Resonances in asymptotically autonomous systems with a decaying chirped-frequency excitation

TL;DR

This paper studies the long-term behavior of strongly nonlinear autonomous systems under decaying, chirped-frequency oscillatory perturbations, revealing conditions for phase locking and drifting, with implications for energy growth and stability.

Contribution

It introduces an analysis combining averaging and Lyapunov methods to characterize asymptotic regimes in systems with time-varying perturbations.

Findings

Identification of phase locking and drifting regimes

Conditions for unbounded energy growth in resonant solutions

Stability analysis of long-term behaviors

Abstract

The influence of oscillatory perturbations on autonomous strongly nonlinear systems in the plane is investigated.

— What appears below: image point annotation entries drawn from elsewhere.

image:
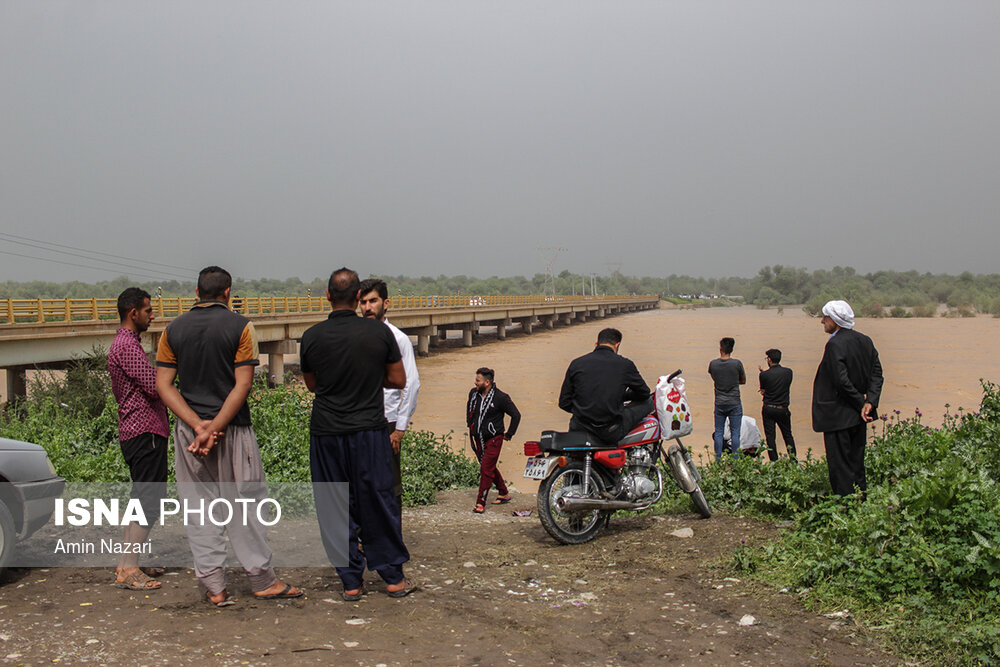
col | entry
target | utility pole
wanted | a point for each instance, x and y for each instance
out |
(549, 255)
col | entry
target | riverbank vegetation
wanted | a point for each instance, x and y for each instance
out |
(877, 294)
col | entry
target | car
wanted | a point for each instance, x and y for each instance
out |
(28, 486)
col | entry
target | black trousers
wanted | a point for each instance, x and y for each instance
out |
(782, 417)
(364, 461)
(845, 457)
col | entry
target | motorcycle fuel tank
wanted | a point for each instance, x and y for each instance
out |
(648, 431)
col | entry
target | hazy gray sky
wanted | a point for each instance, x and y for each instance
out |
(709, 138)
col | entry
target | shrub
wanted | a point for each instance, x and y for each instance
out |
(922, 553)
(899, 311)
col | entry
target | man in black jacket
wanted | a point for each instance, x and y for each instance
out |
(596, 387)
(484, 416)
(845, 395)
(775, 385)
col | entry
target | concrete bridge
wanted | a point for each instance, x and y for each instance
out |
(48, 333)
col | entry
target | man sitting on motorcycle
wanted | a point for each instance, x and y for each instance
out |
(596, 387)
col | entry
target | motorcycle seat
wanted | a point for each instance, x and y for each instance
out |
(571, 440)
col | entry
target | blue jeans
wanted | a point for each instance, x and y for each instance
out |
(734, 413)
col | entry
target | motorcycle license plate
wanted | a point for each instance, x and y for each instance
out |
(537, 467)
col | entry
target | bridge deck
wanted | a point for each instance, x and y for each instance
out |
(61, 330)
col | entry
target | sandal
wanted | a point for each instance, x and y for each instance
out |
(226, 601)
(284, 594)
(138, 581)
(402, 592)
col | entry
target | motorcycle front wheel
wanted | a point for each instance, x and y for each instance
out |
(571, 527)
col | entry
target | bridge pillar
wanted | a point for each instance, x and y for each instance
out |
(502, 328)
(17, 383)
(276, 351)
(424, 335)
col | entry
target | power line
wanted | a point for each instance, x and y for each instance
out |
(82, 266)
(93, 259)
(93, 252)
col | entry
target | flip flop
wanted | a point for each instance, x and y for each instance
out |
(284, 594)
(224, 602)
(138, 581)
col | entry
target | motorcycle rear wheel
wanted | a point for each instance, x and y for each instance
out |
(700, 504)
(687, 477)
(575, 527)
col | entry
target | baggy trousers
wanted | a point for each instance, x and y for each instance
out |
(488, 456)
(364, 461)
(845, 457)
(231, 470)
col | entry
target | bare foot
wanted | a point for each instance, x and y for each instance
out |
(277, 590)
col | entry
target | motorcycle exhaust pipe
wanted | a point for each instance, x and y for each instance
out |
(588, 504)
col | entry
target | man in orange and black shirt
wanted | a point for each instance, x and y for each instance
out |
(213, 352)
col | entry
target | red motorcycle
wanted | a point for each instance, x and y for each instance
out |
(584, 481)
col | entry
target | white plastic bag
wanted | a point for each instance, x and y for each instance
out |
(672, 408)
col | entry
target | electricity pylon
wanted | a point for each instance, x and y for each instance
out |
(549, 255)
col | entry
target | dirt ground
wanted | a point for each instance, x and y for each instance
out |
(494, 590)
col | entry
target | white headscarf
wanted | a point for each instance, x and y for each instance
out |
(841, 313)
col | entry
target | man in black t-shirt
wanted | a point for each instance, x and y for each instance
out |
(596, 387)
(775, 385)
(347, 360)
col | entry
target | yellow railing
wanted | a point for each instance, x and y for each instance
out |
(13, 311)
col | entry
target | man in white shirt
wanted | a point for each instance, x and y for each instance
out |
(400, 404)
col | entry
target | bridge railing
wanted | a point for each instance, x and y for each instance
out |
(14, 311)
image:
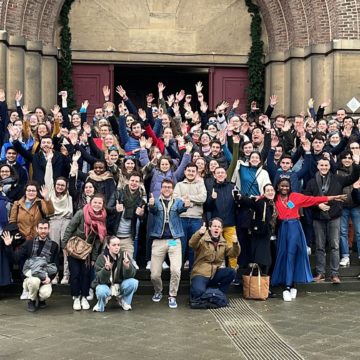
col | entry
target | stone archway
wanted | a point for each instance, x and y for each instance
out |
(313, 44)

It is assumed that the intensity of perturbations decays with time, and their frequency increases according to a power law. The long-term behaviour of perturbed trajectories is discussed. It is shown that, depending on the structure and the parameters of perturbations, there are at least two different asymptotic regimes: a phase locking and a phase drifting. In the case of phase locking, resonant solutions with an unlimitedly growing energy occur. The stability and asymptotics at infinity of such solutions are investigated. The proposed analysis is based on a combination of the averaging technique and the method of Lyapunov functions.